Ah, good Lord, how could all things be well, because of the great

harm which has come through sin to your creatures?

This was God's response to her:

And so our good Lord answered

all the questions and doubts which I could raise,

saying most comfortingly:

I make all things well,

and I can make all things well,

and I shall make all things well,

and I will make all things well;

and you will see for yourself

that every kind of thing will be well.

...And in these words God wishes us

to be enclosed in rest and peace.

It's a good word, reminiscent of the mysterious optimisn of Paul found here. And it was the foot, with Julian's words on it, that kicked me back into hope. Yes, our present fog and ignorance is creating oceans of pain. Yes, we fail.
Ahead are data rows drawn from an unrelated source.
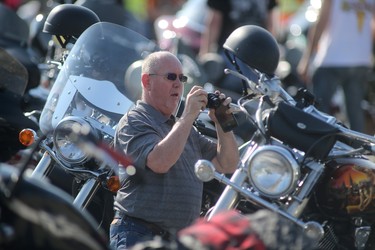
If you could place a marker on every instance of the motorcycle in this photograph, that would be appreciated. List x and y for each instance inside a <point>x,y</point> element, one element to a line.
<point>13,82</point>
<point>300,163</point>
<point>35,214</point>
<point>90,93</point>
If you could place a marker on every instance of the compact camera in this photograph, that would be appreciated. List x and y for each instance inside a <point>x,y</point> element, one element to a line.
<point>227,121</point>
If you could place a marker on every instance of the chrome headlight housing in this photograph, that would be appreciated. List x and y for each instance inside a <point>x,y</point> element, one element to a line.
<point>65,139</point>
<point>273,171</point>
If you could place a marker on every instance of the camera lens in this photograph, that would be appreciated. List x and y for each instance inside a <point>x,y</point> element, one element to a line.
<point>213,101</point>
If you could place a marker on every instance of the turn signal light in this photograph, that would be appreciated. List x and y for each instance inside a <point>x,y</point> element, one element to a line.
<point>27,137</point>
<point>113,183</point>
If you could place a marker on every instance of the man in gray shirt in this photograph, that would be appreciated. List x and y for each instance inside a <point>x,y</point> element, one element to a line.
<point>164,195</point>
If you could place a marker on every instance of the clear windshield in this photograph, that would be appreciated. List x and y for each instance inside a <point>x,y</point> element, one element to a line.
<point>101,74</point>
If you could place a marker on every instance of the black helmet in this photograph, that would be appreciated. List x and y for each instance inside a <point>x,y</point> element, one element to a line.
<point>69,21</point>
<point>255,46</point>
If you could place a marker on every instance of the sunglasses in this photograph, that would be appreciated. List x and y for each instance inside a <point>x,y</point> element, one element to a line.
<point>172,77</point>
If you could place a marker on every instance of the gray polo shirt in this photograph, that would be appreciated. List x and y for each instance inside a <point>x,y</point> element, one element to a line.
<point>171,200</point>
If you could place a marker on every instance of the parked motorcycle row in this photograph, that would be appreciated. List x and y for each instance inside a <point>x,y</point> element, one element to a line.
<point>303,165</point>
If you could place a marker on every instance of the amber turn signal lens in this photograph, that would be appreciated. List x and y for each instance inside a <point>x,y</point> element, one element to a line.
<point>113,183</point>
<point>27,137</point>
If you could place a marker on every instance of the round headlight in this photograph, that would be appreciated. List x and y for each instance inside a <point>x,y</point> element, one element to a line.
<point>66,136</point>
<point>273,171</point>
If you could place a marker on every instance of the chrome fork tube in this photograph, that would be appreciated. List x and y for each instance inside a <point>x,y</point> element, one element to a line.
<point>44,167</point>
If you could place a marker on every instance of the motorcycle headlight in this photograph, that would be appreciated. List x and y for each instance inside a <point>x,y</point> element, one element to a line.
<point>273,171</point>
<point>65,139</point>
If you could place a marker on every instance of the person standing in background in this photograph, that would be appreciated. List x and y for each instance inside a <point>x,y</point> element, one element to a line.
<point>339,53</point>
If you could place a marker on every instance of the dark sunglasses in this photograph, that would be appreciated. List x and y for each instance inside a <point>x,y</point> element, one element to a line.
<point>172,77</point>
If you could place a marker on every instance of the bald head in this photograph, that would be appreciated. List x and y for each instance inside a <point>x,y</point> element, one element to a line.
<point>153,62</point>
<point>161,92</point>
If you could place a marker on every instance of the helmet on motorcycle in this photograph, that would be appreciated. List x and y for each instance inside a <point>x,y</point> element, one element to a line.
<point>67,21</point>
<point>254,46</point>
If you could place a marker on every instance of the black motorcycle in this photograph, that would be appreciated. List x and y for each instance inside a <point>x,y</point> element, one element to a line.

Yes, we're motivated by fear, hurt, anger, way too much of time. Yes, injustices persist, and every step forward seems at time to be a step closer to a cliff. And yet, Julian and Paul are right. God is inexorably for us, and all of us are heading towards a time when the fog will clear, and Christ will reign, and beauty will transform, and disease will end, and... of course... all manner of things shall be well.

Oh Lord Christ...

For the reminder, a foot at a time, that the ship's headed somewhere beautiful, we give you thanks. In spite of our collective failings, our fears, our judgements, and capacity for breaking things, You remain at the helm. Let us see the end more clearly, that we might impart hope more fully, live more graciously, and be your hands and feet for hope.